Kingsley first worked on the radio while stationed in Iceland with the United States Air Force. He worked as a disc jockey and program director for country music stations in the 1960s and early 1970s. Kingsley became a producer of ACC in 1974 and hosted it from 1978 to 2005, and then, with his wife Nan, produced Bob Kingsley's Country Top 40 from 2006 until his death.
Early life
Kingsley came down with polio when he was a school-aged child, and he enjoyed listening to the radio while he recovered: "That's all I had was that radio there. I could move my arm, my hand, just enough to turn the dial... The soap opera stuff during the day I wasn't a big fan of, but in the evening when The Green Hornet and The Fat Man and all those great old radio shows were on... I was – what, six or seven – and it stayed with me."[4]
Early career
While serving with the United States Air Force in 1959, Kingsley began his radio career at TFK, the Armed Forces Radio Service station in Keflavik, Iceland. He struggled at first. "I murdered the copy, absolutely murdered it. I'll never forget it. I wasn't very good, but I was hooked," Kingsley said many years later.[5]

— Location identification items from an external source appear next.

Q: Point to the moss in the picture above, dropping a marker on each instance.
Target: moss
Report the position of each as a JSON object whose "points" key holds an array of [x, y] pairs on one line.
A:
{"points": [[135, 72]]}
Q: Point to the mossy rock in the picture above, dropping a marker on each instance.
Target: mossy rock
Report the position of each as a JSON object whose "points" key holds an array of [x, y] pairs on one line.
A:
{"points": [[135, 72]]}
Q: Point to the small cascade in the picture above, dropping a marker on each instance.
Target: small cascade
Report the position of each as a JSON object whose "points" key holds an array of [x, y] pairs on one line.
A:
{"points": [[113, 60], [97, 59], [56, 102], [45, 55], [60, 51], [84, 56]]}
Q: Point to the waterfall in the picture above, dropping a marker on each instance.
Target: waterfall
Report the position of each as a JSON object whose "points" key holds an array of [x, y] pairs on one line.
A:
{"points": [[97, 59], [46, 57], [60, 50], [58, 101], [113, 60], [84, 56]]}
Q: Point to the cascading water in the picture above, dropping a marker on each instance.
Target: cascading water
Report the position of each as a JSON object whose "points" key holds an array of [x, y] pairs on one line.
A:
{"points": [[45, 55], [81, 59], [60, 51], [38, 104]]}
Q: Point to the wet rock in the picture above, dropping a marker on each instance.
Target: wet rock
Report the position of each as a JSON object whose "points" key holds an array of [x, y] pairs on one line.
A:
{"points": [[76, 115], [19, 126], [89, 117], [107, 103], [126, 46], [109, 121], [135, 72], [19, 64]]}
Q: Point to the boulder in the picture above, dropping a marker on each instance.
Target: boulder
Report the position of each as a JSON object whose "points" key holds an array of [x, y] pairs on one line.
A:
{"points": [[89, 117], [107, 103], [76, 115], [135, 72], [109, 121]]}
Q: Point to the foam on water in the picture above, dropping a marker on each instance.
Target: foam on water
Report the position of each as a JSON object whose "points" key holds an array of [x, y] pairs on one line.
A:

After leaving the military, Kingsley went looking for radio jobs, carrying demo tapes that he had made with an old tape recorder. After a DJ friend told him he needed a better demo tape and gave him access to a studio to record one, Kingsley found a sales job at a radio station in Palmdale, California. The station went off the air in the evenings, and they let Kingsley practice in the studio after he finished his work for the day. Kingsley said that he only sold commercials to one account in the six months he worked there.[4] He jocked at Los Angeles country station KGBS for a few years, and then in 1970 became program director at KLAC, which had just dropped middle of the road (MOR) music for a country format.
American Country Countdown
Kingsley rose to national prominence in 1974 when he became the producer of the nationally syndicated American Country Countdown (ACC).[6][7]Tom Rounds, a radio executive with Watermark Inc., created ACC as a country music version of Casey Kasem's American Top 40, and Rounds had gotten Kingsley's name by word of mouth.[4]
Kingsley succeeded the program's original host, Don Bowman, beginning in May 1978.[8] Concurrently, Kingsley was providing voiceovers for Drake-Chenault Enterprises and its automated country music programming service. Under Kingsley's watch, ACC won Billboard's "Network/Syndicated Program of the Year: Country" 16 years in a row, the only on-air personality and music program in any format to achieve this continued success.
Bob Kingsley's Country Top 40
In 2006, Kingsley signed a new distribution deal with Jones Radio Network (later acquired by Dial Global, which was subsequently acquired by Cumulus Media). The new countdown program was called Bob Kingsley's Country Top 40 and his two-minute program was called Bob Kingsley with Today's Hit Makers. In 2015, Nash Icon (the media brand and network of country music stations owned by Cumulus Media) announced it would begin distributing classic ACC programs for syndication under the name American Country Countdown Rewind With Bob Kingsley, starting that May.[9][10] With BKCT40 signing a distribution deal with Skyview Networks (which also distributes the programming of former ACC syndicator ABC) since Bob Kingsley's death, Cumulus/WW1 has discontinued ACC Rewind. Skyview continues to offer reruns of Kingsley's countdowns through its own network. Through an arrangement with Nan Kingsley and the Country Music Hall of Fame, CT40 replays currently air Saturdays on Nashville's WSM Radio.
Personal life
Kingsley's wife, Nan, helped to produce Bob Kingsley's Country Top 40. The couple moved from California to Weatherford, Texas, west of the Dallas-Fort Worth area, in 1995. There they owned the Bluestem Ranch and Kingsley raised cutting horses.[5]
Illness and death
In October 2019, Kingsley was diagnosed with bladder cancer, forcing him to cede CT40 hosting duties for what was intended to be a temporary leave of absence.[11] Kingsley died at his home in Weatherford on October 17, 2019, at the age of 80.[12]